One of the reasons we are taking on a world record here at Equal Playing Field is to call for an increase in sporting opportunities and access for women and girls. But access and opportunities in sport relate as much to sitting in the boardroom as they do to stepping out on the pitch. Off the pitch, women are frequently side-lined from decision-making roles in sporting bodies whether on a local or international level. We believe that diversifying boards would make for much more inclusive decisions relating to for example, how to allocate budgets; would generate better strategies for growing the game beyond existing demographics; and would ensure “equality” is paid more than just lip-service.
And so, it’s with pleasure we congratulate Women in Sport, in the UK on winning a major campaign battle. From April this year all publicly funded sports governing bodies must adhere to a minimum threshold of 30% gender diversity to receive public funding.
Nevertheless (to borrow the battle cry that Senator Jeff Sessions inadvertently created when silencing US Senator Elizabeth Warren back in February 2017) Women in Sport are persisting. Their new campaign seeks now to go “Beyond 30%”. Having found that the percentage of women on boards has stagnated at 30%, they are now focusing their attention on senior leadership roles (the percentage of which are taken by women having actually dropped since 2014) as well as establishing healthy leadership development channels from the lowest rungs to the top. Indeed, the lack of a “sustainable pipeline of female leadership talent within sport” is one of the three persistent problems that Women in Sport identified as inhibiting progress.

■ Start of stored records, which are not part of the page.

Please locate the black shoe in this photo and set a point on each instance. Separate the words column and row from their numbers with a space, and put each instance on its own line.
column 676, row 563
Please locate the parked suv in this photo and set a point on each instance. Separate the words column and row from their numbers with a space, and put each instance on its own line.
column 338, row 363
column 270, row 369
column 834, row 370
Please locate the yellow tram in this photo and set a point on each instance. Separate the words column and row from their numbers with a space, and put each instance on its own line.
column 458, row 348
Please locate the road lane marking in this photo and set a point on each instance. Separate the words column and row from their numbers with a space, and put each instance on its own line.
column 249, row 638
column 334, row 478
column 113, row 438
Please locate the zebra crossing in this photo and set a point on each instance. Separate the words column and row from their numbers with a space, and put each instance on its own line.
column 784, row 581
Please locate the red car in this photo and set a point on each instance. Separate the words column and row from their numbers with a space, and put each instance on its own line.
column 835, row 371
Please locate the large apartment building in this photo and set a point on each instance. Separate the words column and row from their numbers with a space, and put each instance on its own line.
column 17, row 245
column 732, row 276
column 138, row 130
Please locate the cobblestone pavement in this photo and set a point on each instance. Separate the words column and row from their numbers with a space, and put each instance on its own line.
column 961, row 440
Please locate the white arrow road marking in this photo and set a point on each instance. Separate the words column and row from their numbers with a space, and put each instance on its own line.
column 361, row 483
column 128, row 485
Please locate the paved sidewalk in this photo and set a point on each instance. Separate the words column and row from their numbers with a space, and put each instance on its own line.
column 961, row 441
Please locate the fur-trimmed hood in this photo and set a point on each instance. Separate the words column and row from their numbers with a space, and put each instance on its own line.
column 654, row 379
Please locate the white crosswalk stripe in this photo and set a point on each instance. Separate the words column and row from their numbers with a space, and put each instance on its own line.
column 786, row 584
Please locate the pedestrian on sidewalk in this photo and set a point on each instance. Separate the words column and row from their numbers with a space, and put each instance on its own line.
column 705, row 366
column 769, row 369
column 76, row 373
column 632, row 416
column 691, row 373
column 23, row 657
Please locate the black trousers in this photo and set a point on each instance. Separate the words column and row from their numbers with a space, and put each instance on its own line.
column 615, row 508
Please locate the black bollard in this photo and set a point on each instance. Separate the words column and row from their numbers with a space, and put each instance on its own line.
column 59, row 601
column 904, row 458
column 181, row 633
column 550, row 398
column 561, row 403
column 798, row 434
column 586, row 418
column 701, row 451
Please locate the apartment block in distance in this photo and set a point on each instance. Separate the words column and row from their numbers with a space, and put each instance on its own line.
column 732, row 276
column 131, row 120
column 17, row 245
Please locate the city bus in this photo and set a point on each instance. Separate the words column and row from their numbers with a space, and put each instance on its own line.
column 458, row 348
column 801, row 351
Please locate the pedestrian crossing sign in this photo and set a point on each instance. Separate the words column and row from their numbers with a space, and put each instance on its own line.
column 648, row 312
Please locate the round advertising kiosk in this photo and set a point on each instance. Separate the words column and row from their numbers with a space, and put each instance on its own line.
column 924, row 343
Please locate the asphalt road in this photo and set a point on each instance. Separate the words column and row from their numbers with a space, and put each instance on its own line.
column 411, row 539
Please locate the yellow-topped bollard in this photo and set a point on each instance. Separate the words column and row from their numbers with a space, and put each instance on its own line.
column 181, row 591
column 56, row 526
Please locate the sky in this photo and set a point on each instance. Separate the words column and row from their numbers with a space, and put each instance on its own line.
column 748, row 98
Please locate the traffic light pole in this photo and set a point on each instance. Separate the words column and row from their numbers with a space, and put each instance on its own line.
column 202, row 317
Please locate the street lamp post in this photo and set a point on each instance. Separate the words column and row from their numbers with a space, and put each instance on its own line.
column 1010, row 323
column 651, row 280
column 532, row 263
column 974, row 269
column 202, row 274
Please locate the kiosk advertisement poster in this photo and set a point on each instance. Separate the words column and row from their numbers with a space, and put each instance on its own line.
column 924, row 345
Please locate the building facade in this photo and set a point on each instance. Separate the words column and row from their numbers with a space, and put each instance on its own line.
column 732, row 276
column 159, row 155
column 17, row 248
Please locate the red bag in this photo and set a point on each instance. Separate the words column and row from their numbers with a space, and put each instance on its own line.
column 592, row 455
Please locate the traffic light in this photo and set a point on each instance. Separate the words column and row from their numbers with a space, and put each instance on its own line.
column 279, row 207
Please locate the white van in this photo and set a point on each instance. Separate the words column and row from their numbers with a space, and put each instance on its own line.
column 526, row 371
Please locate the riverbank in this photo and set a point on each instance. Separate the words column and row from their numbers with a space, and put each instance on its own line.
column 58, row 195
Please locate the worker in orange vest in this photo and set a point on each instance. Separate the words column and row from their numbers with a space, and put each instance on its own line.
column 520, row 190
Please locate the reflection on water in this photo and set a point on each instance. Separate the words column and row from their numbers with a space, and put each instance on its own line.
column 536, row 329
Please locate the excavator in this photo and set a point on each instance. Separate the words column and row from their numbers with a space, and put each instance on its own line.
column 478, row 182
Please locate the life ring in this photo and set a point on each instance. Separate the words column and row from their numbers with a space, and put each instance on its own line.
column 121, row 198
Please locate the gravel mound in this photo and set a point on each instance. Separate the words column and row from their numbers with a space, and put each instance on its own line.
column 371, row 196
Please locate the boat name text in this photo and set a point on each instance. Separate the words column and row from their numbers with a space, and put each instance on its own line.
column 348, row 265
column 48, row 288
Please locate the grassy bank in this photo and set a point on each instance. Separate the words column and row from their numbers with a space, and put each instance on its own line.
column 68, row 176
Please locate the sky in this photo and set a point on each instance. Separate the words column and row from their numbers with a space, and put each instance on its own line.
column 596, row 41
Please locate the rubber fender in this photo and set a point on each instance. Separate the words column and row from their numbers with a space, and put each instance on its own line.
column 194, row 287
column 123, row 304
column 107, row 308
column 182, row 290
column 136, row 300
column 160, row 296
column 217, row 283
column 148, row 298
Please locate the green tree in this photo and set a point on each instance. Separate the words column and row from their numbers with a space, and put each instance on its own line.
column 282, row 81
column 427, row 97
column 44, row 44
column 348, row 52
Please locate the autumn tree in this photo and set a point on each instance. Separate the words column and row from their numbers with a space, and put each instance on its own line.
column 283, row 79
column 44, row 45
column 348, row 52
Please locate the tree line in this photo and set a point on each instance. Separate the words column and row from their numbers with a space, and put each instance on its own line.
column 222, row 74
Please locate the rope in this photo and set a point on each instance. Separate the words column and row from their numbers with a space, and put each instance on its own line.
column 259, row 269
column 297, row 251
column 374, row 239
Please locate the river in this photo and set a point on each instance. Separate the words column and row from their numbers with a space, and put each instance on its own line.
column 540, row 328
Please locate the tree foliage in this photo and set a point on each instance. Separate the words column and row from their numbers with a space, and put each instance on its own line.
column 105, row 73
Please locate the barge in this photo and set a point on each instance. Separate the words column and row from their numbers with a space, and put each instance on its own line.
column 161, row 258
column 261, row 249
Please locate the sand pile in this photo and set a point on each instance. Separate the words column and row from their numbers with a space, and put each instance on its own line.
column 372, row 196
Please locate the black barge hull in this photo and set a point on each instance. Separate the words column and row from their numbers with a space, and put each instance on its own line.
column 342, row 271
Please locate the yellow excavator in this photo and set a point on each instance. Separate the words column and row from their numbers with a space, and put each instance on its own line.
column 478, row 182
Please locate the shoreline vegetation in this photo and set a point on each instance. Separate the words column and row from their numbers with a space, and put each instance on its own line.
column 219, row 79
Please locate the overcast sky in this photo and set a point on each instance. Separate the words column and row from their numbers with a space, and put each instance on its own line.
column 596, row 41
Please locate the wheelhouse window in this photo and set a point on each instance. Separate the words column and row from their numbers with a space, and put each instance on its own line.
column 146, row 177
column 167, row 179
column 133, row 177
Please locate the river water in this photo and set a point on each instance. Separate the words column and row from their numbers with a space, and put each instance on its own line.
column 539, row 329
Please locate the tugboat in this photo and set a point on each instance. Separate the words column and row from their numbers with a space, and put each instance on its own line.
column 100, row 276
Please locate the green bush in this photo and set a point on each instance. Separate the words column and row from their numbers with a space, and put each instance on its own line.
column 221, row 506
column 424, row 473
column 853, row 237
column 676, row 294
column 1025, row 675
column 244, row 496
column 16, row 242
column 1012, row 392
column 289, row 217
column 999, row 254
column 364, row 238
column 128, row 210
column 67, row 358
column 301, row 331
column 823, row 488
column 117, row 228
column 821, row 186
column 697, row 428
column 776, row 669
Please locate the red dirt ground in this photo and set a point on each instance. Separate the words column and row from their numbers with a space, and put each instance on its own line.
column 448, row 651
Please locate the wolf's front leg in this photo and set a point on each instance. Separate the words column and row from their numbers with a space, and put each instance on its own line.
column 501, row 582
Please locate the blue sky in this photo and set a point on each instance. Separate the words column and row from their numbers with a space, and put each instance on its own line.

Sadly, of the 68 national governing bodies, the Football Association (FA) has the third lowest percentage of female non-executive directors – only worse than the Angling Trust and the British Taekwondo Council. That is not acceptable for a sport with such massive appeal to women and girls and one with such aspirations for growth. Indeed, the FA has just launched a brand new, very welcome strategy to double the number of girls and women taking part in football by 2020 (a strategy heavily influenced by the presence of Sue Campbell in a senior FA leadership role). The FA would now do well to get more women into those leadership development channels and in a wide variety of decision-making roles as soon as possible so that they can best better understand exactly how to do just that.